The High Steward led his men down to attack it, becoming the first of Scotland’s great nobles to align himself openly with William Wallace and Andrew Murray. His four score men, hungry for activity now after watching the victory at the bridge, savaged the retreating soldiers on the narrow road, striking them from behind and crushing them against the unmoving press beyond them. Then, having demonstrated their ferocity, they turned around and captured the entire baggage train with little difficulty.

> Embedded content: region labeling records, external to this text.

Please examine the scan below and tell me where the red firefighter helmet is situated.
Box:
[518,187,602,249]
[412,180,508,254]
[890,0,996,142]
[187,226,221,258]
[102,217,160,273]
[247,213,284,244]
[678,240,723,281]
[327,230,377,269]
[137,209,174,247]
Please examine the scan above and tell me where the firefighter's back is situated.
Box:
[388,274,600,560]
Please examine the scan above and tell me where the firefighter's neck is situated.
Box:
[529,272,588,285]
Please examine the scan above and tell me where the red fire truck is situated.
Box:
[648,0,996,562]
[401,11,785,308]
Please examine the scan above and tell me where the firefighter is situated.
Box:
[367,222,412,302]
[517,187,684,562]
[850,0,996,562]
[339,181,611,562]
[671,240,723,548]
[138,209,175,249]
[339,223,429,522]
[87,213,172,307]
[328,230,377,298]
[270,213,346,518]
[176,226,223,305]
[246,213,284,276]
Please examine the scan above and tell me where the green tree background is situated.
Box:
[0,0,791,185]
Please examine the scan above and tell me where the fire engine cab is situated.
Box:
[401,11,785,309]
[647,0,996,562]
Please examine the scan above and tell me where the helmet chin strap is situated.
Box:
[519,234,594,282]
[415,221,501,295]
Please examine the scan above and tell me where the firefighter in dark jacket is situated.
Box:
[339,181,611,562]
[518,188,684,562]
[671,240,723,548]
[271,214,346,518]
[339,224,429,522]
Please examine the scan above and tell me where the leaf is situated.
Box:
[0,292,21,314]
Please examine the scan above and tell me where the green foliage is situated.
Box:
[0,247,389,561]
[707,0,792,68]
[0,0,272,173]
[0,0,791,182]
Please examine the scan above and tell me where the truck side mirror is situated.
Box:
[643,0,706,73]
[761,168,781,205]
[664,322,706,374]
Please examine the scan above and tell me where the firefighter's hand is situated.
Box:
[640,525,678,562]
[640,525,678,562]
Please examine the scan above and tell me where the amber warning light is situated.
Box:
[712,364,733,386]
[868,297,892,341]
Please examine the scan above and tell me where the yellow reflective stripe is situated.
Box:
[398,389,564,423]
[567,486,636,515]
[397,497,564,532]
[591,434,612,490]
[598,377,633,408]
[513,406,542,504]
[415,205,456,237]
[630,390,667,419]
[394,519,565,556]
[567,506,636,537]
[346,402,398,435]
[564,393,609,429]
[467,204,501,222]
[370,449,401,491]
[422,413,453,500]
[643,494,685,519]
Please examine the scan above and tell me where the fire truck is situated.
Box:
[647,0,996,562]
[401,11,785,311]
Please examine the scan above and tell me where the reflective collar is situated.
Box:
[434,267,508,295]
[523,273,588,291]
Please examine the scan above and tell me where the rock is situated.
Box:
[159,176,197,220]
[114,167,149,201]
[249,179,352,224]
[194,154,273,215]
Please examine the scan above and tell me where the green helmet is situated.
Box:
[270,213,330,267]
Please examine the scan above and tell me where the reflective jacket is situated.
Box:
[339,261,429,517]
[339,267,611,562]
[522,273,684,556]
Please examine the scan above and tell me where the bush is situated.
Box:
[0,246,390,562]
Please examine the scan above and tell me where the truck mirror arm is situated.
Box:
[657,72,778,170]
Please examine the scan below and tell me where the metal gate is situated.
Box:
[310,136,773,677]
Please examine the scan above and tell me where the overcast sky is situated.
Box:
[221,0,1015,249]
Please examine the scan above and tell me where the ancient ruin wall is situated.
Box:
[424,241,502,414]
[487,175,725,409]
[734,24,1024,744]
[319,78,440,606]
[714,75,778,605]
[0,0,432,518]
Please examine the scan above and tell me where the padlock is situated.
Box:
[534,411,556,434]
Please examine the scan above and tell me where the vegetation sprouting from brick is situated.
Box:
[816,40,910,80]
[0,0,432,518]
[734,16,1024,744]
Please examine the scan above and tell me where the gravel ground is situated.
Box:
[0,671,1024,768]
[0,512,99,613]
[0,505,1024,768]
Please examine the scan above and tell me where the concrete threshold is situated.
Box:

Lord James Stewart’s “conversion” to the patriots’ cause, as it became known in certain quarters, was merely the opening note of the fanfare with which the Scots magnates now rushed to shower their blessings and congratulations upon Will and Andrew. But unlike the acceptance of Lord James, who had been one of the architects of Will and Andrew’s uprising, the thanks and good wishes of the ruck of the magnates were too little and too late, and every soul in Scotland knew it.

I had already joined the secretariat in Cambuskenneth Abbey, compiling the official report of the battle, when I heard that Will had arrived back from harrying the fleeing English, and I sent a messenger to ask him if we might meet soon. I was unsurprised that I did not soon receive an answer, for I had heard reports of how he had been overwhelmed on his return by the amount of work that needed to be done. He had returned as the seasoned, confident leader he had been before, and had had no idea of how greatly his
life and all its circumstances had been altered by the victory at Stirling Bridge.

No more had I, I soon realized, for I had assumed, with my normal naivety, that, with the English gone, life for both of us would return to normal. Nothing, in fact, could have been further from the truth, for
normal
was a word that no longer held any relevance for me, or for Will. My cousin was now the most powerful man in Scotland, a notion that was completely alien to me, entailing, as it did, the thought of his being now superior, in strength and immediate influence at least, if not in rank, to men like Lord James Stewart and John Comyn the Black, the Earl of Buchan. For me to have expected him to make time for me was ludicrous.

Yet send for me he did.

When last I saw my cousin, Will had been staying in a small camp, and he had slept in a small tent to which none of us had paid any attention beyond being aware that it was Will’s tent and he might be found in it from time to time. Now, though, he had an
encampment
—a military camp laid out in blocks and orderly rows of tents, with streets and cross-routes and gated entranceways, as such places had been arranged since the days of the Roman legions—and his personal tent was an imposing pavilion, fully twenty paces long on each squared side, guarded at all times and furnished within with dividing walls of cloth. I stood outside it on the sunny afternoon of the day he summoned me, feeling oddly shy and awkward in a way I had not been for many years, and reluctant to make myself known to the guards on duty in front of the tent, all of whom wore the colours and livery of the Lord High Steward. My shyness went unnoticed by the sergeant of the guard, who recognized me as soon as he set eyes on me and greeted me by name before summoning me inside. There I found my cousin sitting at a fine oak table like the one Earl Warrenne had had in his pavilion, poring over a letter written on fine vellum and festooned with ribboned seals.